I also learned a lot about cultural capital and the culture of power this semester. I had previously recognized that the American Dream is much more likely to be just a dream for some people more than others, such as those who live in a poor area that has less access to resources and not going to college is the rule rather than the exception. However, I had never realized that even more than surface culture, such as not going to college, there is a deeper sense of culture that affects every aspect of life, including how people talk, how people think, how a family is run, what priorities are, etc. In readings about the culture of power, it became immediately clear to me that everything they were saying about white cultural dominance was true, and that because of that we do not hear what we want to hear sometimes. My favorite example being the one of the black teacher who felt like other teachers did not listen to her about how to educate black students, because what seemed like to the white teacher was deliberation, felt to the black teacher like a shut down. The fact that even in simple discussion we get such differing impressions of the outcome really helped me to understand the idea of cultural capital and how we all lack it, and how the danger of a culture of power is that most of us inside of it do not even realize that it exists. When I edited my ideal classroom, I tried to include more inclusive-feeling of visual evidence to show that white culture is not the important culture, but in looking back on it, the way I decided to go about it still feels very much like celebrating multiculturalism in a very white liberal-hipster sort of way, which is just a different facet of the culture of power, feeling all the time that we need to include other cultures, when really we should just include them and stop talking so much about it. In evaluating my semester, I have realized it is futile to try to step outside of my own culture and act as if it does not exist or as if I have overcome it, and rather I just need to accept that it is a part of me, be more self-aware of my own use of it, and try to gain and use all kinds of cultural capital in the classroom if am going to do anything about real multicultural education.

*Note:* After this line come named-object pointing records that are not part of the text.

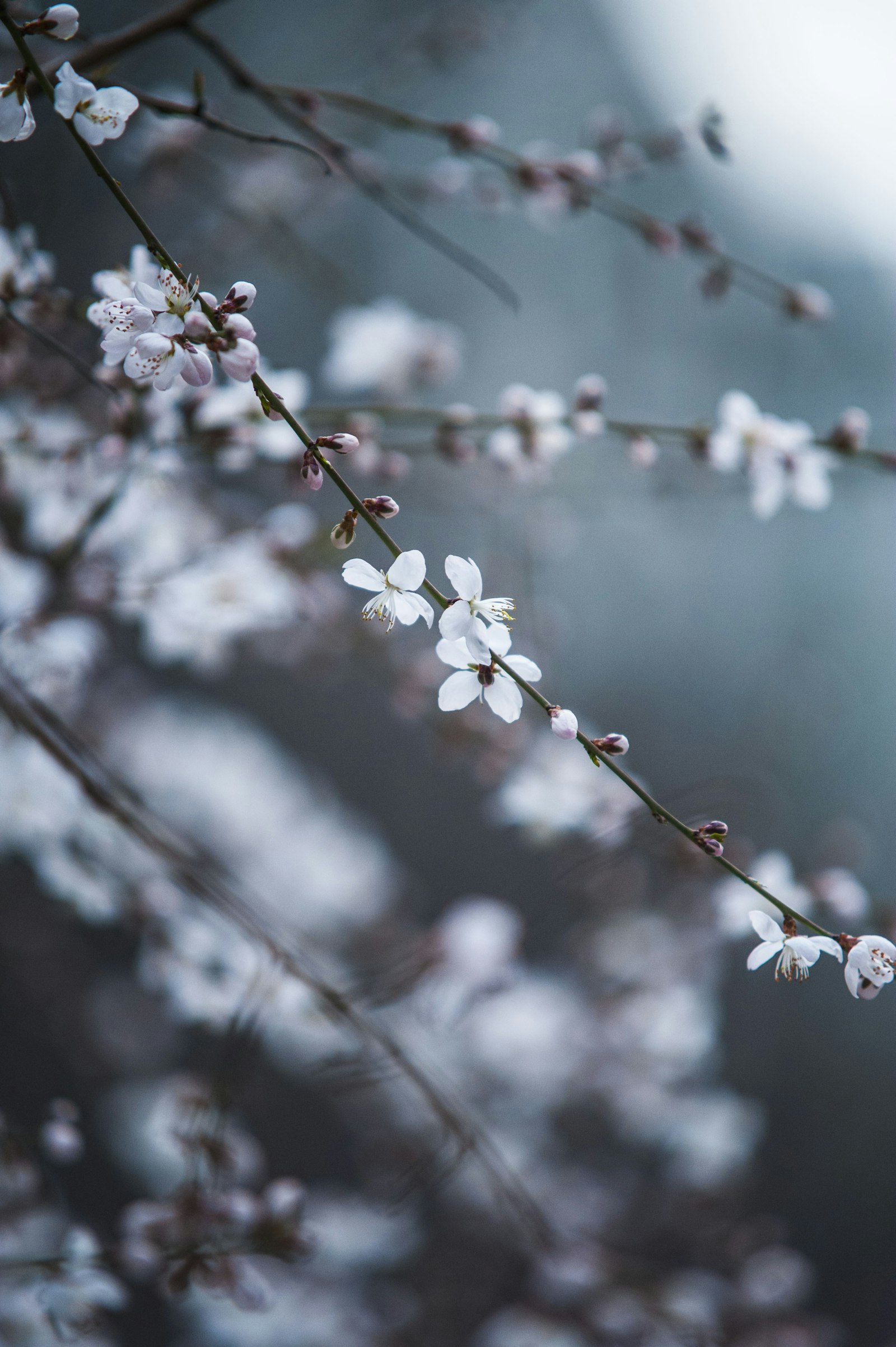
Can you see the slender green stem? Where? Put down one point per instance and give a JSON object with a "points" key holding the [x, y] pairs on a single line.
{"points": [[267, 395]]}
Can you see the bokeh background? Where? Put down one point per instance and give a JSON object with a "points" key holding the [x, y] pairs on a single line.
{"points": [[751, 663]]}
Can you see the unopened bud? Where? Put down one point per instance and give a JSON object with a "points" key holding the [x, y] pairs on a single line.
{"points": [[851, 431], [382, 506], [591, 391], [340, 444], [613, 744], [563, 724], [344, 533], [61, 21], [239, 298], [472, 134], [643, 451], [661, 236], [809, 302], [696, 235]]}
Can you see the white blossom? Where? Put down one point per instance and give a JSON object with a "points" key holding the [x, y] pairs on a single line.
{"points": [[17, 119], [395, 597], [389, 349], [870, 966], [477, 678], [97, 115], [461, 619], [795, 953], [62, 21]]}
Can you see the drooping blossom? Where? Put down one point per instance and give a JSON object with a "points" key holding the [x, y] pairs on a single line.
{"points": [[394, 599], [795, 953], [17, 119], [459, 620], [870, 966], [477, 677], [97, 115]]}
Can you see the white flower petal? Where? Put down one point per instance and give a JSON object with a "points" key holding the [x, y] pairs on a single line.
{"points": [[762, 954], [766, 929], [456, 621], [829, 946], [525, 667], [805, 949], [363, 576], [407, 571], [505, 698], [464, 576], [455, 654], [410, 607], [459, 690]]}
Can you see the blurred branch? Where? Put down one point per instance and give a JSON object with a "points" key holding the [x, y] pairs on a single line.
{"points": [[693, 437], [341, 154], [167, 108], [204, 877]]}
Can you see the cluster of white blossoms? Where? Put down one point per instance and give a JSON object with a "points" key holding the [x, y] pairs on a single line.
{"points": [[781, 458], [97, 115], [158, 328], [473, 630]]}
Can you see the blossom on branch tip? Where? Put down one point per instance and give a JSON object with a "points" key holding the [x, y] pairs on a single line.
{"points": [[340, 444], [459, 619], [870, 966], [795, 953], [395, 599], [563, 724], [17, 119], [97, 115], [60, 21], [479, 675]]}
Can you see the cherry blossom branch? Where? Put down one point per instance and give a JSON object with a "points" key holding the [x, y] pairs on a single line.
{"points": [[270, 400], [693, 437], [208, 882], [101, 50], [662, 235], [60, 348], [197, 112], [343, 157]]}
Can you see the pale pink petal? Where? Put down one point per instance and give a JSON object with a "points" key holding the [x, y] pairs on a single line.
{"points": [[464, 576], [459, 690], [407, 571]]}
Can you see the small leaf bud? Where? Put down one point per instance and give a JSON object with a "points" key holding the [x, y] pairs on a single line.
{"points": [[563, 724], [616, 745], [344, 533], [382, 506], [239, 298], [340, 444]]}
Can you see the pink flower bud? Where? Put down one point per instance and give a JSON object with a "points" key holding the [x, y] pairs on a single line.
{"points": [[241, 361], [62, 21], [473, 132], [382, 506], [310, 473], [613, 744], [197, 327], [344, 533], [340, 444], [239, 297], [851, 431], [809, 302], [563, 723], [62, 1141]]}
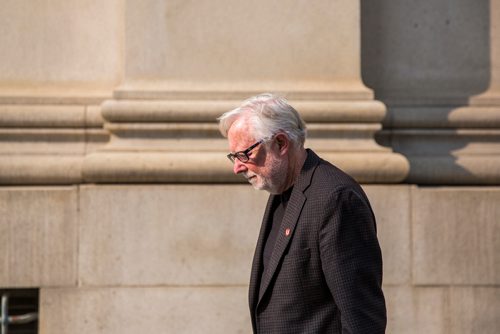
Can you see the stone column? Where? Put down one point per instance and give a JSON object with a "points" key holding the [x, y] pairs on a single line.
{"points": [[436, 67], [188, 62], [59, 62]]}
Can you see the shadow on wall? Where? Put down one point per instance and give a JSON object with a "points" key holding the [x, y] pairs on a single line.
{"points": [[424, 60]]}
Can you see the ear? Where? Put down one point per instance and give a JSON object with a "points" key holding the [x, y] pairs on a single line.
{"points": [[283, 143]]}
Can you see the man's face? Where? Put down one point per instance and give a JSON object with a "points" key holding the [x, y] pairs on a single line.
{"points": [[266, 169]]}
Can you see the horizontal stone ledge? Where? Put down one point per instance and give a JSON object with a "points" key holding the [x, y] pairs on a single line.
{"points": [[54, 95], [454, 170], [213, 167], [50, 116], [443, 117], [345, 89], [40, 169], [343, 111]]}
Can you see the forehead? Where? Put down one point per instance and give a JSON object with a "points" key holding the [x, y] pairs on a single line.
{"points": [[240, 135]]}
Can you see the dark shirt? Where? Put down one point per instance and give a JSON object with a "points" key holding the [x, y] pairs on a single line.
{"points": [[279, 208]]}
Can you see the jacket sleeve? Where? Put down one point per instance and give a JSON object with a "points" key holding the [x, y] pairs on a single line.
{"points": [[352, 261]]}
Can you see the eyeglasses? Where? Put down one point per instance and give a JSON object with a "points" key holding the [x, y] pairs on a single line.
{"points": [[243, 155]]}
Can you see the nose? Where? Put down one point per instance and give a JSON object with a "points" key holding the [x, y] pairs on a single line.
{"points": [[239, 167]]}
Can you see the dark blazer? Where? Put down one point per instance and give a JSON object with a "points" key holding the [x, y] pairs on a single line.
{"points": [[325, 272]]}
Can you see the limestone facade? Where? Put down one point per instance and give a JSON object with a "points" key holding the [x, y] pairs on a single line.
{"points": [[118, 202]]}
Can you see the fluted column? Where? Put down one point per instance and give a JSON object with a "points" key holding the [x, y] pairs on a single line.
{"points": [[436, 67], [59, 61], [188, 62]]}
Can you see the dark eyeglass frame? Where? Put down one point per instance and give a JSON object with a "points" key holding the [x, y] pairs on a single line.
{"points": [[243, 155]]}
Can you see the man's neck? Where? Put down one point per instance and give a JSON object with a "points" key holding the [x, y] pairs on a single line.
{"points": [[296, 162]]}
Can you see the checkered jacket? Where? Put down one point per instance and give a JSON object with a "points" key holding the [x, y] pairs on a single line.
{"points": [[325, 272]]}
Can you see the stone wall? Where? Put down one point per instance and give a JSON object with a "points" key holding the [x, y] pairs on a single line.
{"points": [[117, 200], [124, 258]]}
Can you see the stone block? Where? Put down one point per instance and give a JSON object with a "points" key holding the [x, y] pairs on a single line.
{"points": [[391, 205], [168, 234], [38, 236], [58, 43], [456, 236], [416, 310], [475, 310], [189, 310]]}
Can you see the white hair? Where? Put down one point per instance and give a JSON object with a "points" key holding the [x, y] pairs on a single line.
{"points": [[268, 115]]}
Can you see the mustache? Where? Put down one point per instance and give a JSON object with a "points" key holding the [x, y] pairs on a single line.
{"points": [[248, 175]]}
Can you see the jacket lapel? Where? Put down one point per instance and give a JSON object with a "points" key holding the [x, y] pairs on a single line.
{"points": [[285, 234], [256, 274]]}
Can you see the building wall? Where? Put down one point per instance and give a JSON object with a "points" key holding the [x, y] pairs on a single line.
{"points": [[116, 199]]}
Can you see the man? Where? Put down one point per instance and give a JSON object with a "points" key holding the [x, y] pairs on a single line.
{"points": [[317, 266]]}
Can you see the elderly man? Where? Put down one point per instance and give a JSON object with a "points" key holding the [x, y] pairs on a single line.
{"points": [[317, 266]]}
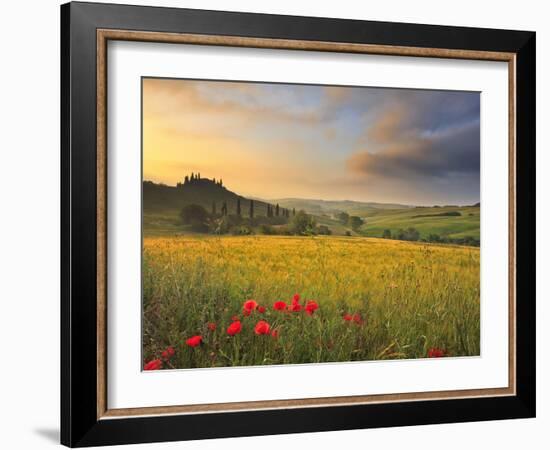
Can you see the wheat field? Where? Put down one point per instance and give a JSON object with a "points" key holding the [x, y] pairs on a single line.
{"points": [[374, 299]]}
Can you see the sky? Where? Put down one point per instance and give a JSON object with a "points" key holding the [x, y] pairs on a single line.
{"points": [[273, 141]]}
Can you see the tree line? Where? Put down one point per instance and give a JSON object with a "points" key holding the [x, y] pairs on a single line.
{"points": [[412, 234], [245, 220]]}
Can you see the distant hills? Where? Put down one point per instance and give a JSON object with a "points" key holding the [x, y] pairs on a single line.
{"points": [[162, 205], [335, 206], [206, 192]]}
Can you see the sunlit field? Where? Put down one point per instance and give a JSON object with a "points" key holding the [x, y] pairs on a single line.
{"points": [[315, 299]]}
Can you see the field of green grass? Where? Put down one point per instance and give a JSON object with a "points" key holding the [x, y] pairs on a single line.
{"points": [[376, 298], [425, 220]]}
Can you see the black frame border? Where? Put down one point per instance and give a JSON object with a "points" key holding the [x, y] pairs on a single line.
{"points": [[79, 424]]}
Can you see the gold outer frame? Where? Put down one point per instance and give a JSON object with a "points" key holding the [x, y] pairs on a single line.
{"points": [[104, 35]]}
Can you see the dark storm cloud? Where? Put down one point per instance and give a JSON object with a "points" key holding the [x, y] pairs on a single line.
{"points": [[421, 137]]}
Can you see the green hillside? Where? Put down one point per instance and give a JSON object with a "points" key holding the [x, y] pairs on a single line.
{"points": [[427, 220], [313, 206], [162, 205]]}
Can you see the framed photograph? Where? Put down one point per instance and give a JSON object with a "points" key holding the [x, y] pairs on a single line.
{"points": [[277, 224]]}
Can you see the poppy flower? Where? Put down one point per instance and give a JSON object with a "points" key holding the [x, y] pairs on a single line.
{"points": [[155, 364], [262, 327], [234, 328], [250, 305], [279, 306], [436, 352], [168, 353], [194, 341], [295, 307], [311, 307]]}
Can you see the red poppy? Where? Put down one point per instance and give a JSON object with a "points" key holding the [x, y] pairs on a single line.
{"points": [[155, 364], [250, 305], [194, 341], [357, 319], [262, 327], [168, 353], [295, 307], [234, 328], [279, 306], [311, 307], [436, 352]]}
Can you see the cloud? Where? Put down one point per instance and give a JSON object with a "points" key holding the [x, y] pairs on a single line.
{"points": [[410, 141]]}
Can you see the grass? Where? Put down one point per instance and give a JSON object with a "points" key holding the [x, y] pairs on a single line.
{"points": [[410, 296], [425, 221]]}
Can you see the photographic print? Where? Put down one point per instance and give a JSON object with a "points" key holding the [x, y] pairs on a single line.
{"points": [[295, 224]]}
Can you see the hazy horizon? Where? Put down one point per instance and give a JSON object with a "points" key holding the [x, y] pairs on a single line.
{"points": [[277, 141]]}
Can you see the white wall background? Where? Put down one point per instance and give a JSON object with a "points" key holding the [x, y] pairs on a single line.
{"points": [[29, 223]]}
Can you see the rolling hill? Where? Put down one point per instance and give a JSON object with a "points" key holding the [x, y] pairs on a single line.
{"points": [[162, 205], [443, 221]]}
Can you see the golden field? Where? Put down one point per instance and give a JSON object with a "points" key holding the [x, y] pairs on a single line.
{"points": [[407, 298]]}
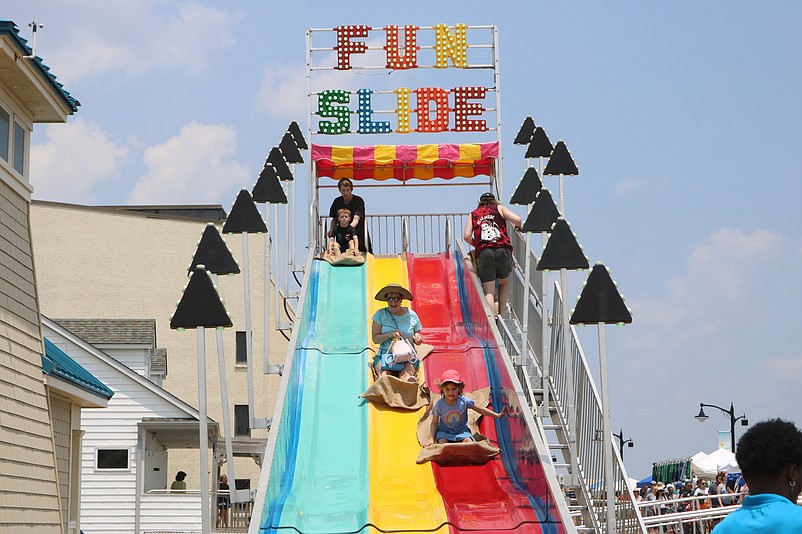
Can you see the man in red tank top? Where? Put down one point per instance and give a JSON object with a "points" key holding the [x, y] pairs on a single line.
{"points": [[486, 231]]}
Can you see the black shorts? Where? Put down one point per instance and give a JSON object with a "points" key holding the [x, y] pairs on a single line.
{"points": [[493, 263]]}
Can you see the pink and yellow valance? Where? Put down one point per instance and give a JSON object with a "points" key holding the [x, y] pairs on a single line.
{"points": [[405, 162]]}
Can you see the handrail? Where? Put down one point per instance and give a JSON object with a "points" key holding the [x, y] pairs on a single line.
{"points": [[420, 233], [448, 238], [404, 235], [542, 371]]}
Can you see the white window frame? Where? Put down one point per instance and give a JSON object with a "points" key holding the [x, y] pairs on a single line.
{"points": [[10, 133], [26, 140], [112, 469]]}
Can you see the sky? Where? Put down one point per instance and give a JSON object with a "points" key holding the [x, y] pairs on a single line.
{"points": [[683, 118]]}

Honestly, once I learned about cultural capital and how pervasive it is, I realized that it permeates every facet of my life, and therefore can play a huge part in education. Even easily-overlooked things, such as speaking Standard English at home or having parents who quiz you on what letters say, are things that can have a tremendous impact on the effectiveness in school, which is mostly a structure of the culture of power. When I have gone to high schools this semester, I have noticed that even just the size and mere spaciousness of the schools is an expression of a middle- to upper-class values that kids are unknowingly bombarded with every day in school. In my ideal classroom changes, I tried to accommodate more for students who do not speak Standard English at home or who have not been trained since childhood for school by adding tools like modeling and many more visual, non-written aspects to my teaching that would be easier for anyone to understand, regardless of cultural background.


Ultimately, I learned that I have a lot more learning I need to do on multicultural education. My overwhelming impression coming away from this course is that true multicultural education is an overwhelming, near-impossible task that I have barely just begun to understand. I have a lot of cultural exploration to do, and much more understanding and cultural capital to gain. I realized I have only scratched the surface of the variety the human experience has to offer, and if I make an effort in teaching, I can get more of a taste of it, and can learn as much or more from my students as they can learn from me.